PRISTINA (Kosovo), December 27 (SeeNews) – Kosovo government said it successfully concluded the process of expropriation of land in a new coal mining zone - a move aimed at increasing domestic coal output and averting a power shortage.
The continuously delayed expropriation of land in the Hade and Shipitulle villages near the capital Pristina was completed after the residents of those villages signed contracts with Kosovo's power corporation KEK, the government said in a statement on Tuesday.
KEK has already begun work for extracting coal near Shipitulle, according to the statement.
Earlier this month, the American Chamber of Commerce in Kosovo warned that the country may face an energy crisis in 2018 due to delays in the expropriation process and shortage of coal supplies.
The output from the new coal mining zone will increase KEKs electricity generation capacity by 260 MW while at the same time it will decrease the need for imports, KEK said in a statement on Tuesday.
Kosovo's thermal power plants are currently generating about 400 MW of electricity, while a further 400 MW are being imported, the economic development ministry said earlier this month.

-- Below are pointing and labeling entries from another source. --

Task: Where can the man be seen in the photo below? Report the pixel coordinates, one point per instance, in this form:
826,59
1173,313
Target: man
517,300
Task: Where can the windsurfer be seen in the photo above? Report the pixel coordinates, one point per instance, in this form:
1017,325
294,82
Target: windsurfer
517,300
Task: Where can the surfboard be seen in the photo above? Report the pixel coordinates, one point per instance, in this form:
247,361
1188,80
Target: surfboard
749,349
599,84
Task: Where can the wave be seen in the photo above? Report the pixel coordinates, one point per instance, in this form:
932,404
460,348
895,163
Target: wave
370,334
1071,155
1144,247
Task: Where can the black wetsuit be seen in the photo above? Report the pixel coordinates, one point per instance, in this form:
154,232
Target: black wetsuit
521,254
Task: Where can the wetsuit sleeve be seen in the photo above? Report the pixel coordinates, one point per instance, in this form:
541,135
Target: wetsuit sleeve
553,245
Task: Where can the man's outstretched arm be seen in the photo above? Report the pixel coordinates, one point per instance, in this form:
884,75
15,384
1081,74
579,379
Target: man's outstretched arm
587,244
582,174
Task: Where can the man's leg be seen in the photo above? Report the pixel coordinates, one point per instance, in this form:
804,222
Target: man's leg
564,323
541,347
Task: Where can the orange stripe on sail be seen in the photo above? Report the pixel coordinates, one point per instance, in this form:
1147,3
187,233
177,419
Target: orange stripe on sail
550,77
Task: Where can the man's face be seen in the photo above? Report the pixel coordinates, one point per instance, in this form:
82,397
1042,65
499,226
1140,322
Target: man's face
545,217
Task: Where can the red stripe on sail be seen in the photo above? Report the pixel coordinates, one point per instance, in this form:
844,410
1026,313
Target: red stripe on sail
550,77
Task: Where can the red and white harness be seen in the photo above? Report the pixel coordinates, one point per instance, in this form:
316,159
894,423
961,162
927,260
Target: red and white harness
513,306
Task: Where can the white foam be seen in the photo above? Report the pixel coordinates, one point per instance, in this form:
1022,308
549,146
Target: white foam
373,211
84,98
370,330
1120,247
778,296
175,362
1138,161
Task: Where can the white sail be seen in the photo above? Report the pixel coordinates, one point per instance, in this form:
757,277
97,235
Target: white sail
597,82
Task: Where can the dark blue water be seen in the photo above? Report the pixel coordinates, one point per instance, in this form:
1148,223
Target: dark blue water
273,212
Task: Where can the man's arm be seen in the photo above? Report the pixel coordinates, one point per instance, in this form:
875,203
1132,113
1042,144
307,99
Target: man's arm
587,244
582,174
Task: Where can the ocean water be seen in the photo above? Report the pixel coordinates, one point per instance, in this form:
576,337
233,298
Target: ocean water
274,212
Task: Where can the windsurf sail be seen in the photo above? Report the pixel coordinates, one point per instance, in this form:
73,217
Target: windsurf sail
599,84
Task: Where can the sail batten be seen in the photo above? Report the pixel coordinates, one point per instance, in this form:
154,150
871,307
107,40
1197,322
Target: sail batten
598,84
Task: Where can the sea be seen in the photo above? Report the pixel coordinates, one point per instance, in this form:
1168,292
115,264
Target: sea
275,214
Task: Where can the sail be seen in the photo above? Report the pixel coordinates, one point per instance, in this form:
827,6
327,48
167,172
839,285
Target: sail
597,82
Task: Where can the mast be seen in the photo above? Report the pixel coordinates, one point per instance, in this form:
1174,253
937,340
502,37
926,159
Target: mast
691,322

Some 98% of electricity generated in Kosovo comes from two old, inefficient and highly polluting lignite-fired power plants, Kosovo A and B. Kosovo citizens suffer power shortages due to insufficient output, ageing grids and thefts, according to a recent World Bank report on Kosovo's energy sector.
Kosovo's coal output decreased to 1.8 million tonnes in the third quarter of 2017, from 2.3 million tonnes in the prior-year period, Kosovo's statistical agency said last month.